SpaceX priced the largest initial public offering in market history Thursday evening, setting a fixed share price of $135 and targeting a $75 billion capital raise at a $1.75 trillion implied valuation — numbers that dwarf every comparable transaction in the history of public markets and that will be tested when the company's shares begin trading on the Nasdaq under the ticker SPCX on Friday morning.
Breaking Every Record on the Books
The sheer scale of the offering is difficult to put in proper context. Saudi Aramco's December 2019 IPO had held the global record for more than six years with $25.6 billion raised at a $1.7 trillion valuation. SpaceX is raising nearly triple that figure in a single transaction. The $75 billion in proceeds exceeds the combined IPO proceeds of Alibaba ($25 billion, 2014), Ant Group's aborted $34 billion deal in 2020, and the entire class of major tech IPOs from the past five years — added together.
The company, headquartered outside of Austin with its primary manufacturing and launch complex at Starbase on the Texas Gulf Coast, made an unusual structural choice: bypassing the traditional book-building process entirely. Rather than announcing a price range and then adjusting based on investor demand — the standard approach for every major public offering — SpaceX offered a take-it-or-leave-it fixed price of $135. One senior investment banker familiar with the deal called it "a statement of confidence verging on audacity." Retail investors will receive a 30% allocation of shares, roughly six times higher than the slice typically reserved for individual buyers in major IPOs.
Musk's Control Is Effectively Untouched
Despite the massive public offering, Elon Musk's operational control over SpaceX will not be diluted in any meaningful way. Through a dual-class share structure, Musk retains approximately 85% of the company's voting power after the offering, holding 849.5 million Class A shares and 5.57 billion Class B shares. Governance advocates have criticized that structure, arguing that it leaves public investors with significant economic exposure but essentially no ability to influence how the company is run.
"You are buying a piece of what may be the most consequential technology company of the next fifty years," said a source close to the deal familiar with the roadshow materials. "But you are not buying a vote. That distinction matters more here than at almost any other company going public in this decade."
SpaceX's financials present a more complicated picture than the valuation alone suggests. The company posted a net loss of $4.94 billion in 2025, reversing the $791 million profit it recorded in 2024. A significant portion of that swing is attributable to xAI — the artificial intelligence company that Musk built separately and then absorbed into SpaceX in February 2026 in a transaction that is now the subject of a shareholder lawsuit alleging the deal terms were self-serving. The S-1 filed with the Securities and Exchange Commission provides limited detail on how the xAI integration will affect SpaceX's financial trajectory over the next two to three years.
What the Money Is For
SpaceX has publicly outlined several uses for the $75 billion raise: accelerating Starship production at Starbase, expanding Starlink satellite manufacturing capacity, funding the long-term Mars architecture program, and integrating the xAI systems absorbed earlier this year into future Starlink and orbital operations. The company projects that Starlink — which already serves more than 12 million subscribers across 90 countries — will remain the dominant revenue driver for the foreseeable future, describing the subscriber base as a defensible near-monopoly on global satellite broadband that the current offering price only partially captures.

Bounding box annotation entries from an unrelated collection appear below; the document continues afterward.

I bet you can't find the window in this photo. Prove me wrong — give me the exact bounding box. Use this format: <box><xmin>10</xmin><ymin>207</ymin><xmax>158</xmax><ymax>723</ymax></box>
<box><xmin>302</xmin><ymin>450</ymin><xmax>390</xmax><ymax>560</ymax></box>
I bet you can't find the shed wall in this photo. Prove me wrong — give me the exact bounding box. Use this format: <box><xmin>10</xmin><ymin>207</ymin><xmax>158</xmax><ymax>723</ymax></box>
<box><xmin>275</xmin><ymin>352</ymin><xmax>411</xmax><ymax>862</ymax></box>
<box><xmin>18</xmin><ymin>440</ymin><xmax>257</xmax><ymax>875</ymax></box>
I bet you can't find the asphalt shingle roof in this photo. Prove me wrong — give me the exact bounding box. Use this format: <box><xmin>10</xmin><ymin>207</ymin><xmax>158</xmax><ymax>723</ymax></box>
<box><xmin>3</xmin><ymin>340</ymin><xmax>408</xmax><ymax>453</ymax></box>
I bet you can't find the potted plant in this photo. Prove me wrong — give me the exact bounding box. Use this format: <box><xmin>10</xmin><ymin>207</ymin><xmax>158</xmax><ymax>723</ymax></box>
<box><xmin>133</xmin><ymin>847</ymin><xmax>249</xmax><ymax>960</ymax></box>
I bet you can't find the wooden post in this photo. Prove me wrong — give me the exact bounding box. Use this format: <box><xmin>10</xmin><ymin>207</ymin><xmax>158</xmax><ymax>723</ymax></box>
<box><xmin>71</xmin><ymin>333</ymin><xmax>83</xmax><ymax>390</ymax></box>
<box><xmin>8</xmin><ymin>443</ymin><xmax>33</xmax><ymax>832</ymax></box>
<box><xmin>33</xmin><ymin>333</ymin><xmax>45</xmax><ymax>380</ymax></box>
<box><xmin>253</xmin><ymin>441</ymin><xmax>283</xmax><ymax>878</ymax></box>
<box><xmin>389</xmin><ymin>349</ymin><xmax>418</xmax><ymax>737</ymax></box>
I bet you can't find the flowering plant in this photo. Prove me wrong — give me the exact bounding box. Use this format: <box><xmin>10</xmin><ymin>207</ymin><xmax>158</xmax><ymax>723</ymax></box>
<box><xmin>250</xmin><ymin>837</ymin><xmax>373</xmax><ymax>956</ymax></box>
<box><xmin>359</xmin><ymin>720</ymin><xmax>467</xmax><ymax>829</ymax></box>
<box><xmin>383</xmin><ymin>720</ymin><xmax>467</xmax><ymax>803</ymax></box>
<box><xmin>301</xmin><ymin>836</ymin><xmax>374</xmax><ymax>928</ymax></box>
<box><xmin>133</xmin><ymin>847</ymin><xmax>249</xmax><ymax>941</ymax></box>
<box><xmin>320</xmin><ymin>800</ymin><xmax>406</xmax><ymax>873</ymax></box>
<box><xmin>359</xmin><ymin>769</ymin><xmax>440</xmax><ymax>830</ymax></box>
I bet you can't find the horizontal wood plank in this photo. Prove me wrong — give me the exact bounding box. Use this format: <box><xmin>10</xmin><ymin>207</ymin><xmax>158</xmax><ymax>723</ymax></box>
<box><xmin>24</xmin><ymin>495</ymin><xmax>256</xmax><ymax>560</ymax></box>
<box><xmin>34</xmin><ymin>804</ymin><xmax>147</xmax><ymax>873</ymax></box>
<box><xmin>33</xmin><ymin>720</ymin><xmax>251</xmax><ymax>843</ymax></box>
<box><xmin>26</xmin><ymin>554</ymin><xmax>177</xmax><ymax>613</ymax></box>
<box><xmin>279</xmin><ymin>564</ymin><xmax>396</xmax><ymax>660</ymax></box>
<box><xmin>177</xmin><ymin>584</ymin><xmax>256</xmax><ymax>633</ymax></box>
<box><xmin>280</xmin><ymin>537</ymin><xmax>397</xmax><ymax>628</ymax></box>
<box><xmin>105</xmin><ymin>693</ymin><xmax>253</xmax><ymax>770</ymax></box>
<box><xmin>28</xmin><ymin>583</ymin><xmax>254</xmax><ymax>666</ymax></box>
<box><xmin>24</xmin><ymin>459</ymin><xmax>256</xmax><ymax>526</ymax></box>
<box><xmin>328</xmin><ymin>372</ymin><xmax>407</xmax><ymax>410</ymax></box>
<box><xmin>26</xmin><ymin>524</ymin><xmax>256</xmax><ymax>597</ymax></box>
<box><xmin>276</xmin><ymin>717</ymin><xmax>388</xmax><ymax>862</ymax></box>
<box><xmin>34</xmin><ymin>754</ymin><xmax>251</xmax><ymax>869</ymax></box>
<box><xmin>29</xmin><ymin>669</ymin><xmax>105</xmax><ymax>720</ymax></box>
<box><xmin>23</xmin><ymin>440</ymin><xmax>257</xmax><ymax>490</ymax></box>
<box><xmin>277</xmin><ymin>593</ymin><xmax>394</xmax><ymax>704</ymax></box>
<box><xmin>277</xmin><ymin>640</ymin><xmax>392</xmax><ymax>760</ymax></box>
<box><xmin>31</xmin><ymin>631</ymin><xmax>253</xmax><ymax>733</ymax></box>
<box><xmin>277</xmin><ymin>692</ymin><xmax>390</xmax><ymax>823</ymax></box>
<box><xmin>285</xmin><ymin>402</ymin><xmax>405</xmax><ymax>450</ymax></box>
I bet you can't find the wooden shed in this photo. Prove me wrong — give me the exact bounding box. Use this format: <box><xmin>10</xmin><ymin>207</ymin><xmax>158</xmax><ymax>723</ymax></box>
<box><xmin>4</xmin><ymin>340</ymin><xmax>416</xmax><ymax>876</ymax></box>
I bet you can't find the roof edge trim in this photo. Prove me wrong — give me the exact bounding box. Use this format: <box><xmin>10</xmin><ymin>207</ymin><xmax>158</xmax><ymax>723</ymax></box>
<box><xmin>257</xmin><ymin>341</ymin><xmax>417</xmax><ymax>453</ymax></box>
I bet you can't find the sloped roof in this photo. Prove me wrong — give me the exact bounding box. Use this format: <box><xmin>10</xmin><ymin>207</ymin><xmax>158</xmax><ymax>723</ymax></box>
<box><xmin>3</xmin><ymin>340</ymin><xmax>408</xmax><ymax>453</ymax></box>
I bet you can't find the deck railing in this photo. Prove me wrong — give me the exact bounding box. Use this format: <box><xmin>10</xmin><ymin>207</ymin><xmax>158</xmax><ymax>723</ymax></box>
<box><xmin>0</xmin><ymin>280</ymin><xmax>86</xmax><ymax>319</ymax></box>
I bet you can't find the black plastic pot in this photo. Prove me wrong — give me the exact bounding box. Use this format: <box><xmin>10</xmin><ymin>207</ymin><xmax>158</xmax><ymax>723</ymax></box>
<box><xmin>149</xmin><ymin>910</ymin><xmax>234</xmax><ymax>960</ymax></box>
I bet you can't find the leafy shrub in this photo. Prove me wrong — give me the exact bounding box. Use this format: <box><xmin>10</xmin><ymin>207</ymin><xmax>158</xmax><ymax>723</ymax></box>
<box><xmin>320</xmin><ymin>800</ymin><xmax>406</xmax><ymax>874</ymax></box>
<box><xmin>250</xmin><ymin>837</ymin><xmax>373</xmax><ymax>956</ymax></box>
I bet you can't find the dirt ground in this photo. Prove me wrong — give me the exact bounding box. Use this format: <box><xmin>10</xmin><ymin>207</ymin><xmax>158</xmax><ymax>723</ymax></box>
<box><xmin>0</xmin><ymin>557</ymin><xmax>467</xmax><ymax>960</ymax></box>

SpaceX also holds a portfolio of NASA contracts, including the Human Landing System contract central to the Artemis lunar program, and a dominant position in national security launch services that United Launch Alliance — its only domestic competitor — has struggled to challenge after its Vulcan Centaur rocket encountered extended development delays. That combination of commercial revenue, government contracts, and infrastructure monopolies has given institutional investors a framework for underwriting the valuation despite the 2025 net loss.
Market Expectations and Comparisons
Institutional investors, including sovereign wealth funds from the Gulf, Asia, and Europe, were allocated the majority of the offering. Strong demand allowed SpaceX to bypass the traditional pricing range entirely — a signal of how concentrated the appetite for large-cap, long-duration technology exposure has become in a market where such assets have been scarce.
The benchmark for comparison is the OpenAI IPO, which priced earlier this month at a similarly stratospheric valuation and has traded in a relatively tight range since its debut. That experience suggests the market's appetite for trillion-dollar-plus technology listings is substantial but not unconditional. Analysts at several major investment banks declined to issue price targets on Thursday, citing their lock-up periods.
For Texas, where SpaceX has its headquarters, its primary manufacturing site, and the Starbase launch complex that Musk has worked to formally incorporate as its own municipality on the Gulf Coast, the IPO is a statement about the state's position in the American aerospace economy. The state's political leadership was quick to celebrate the offering Thursday evening, framing it as evidence of Texas's emergence as the dominant hub of commercial spaceflight — a claim that, given SpaceX's market position, is difficult to argue with on the merits.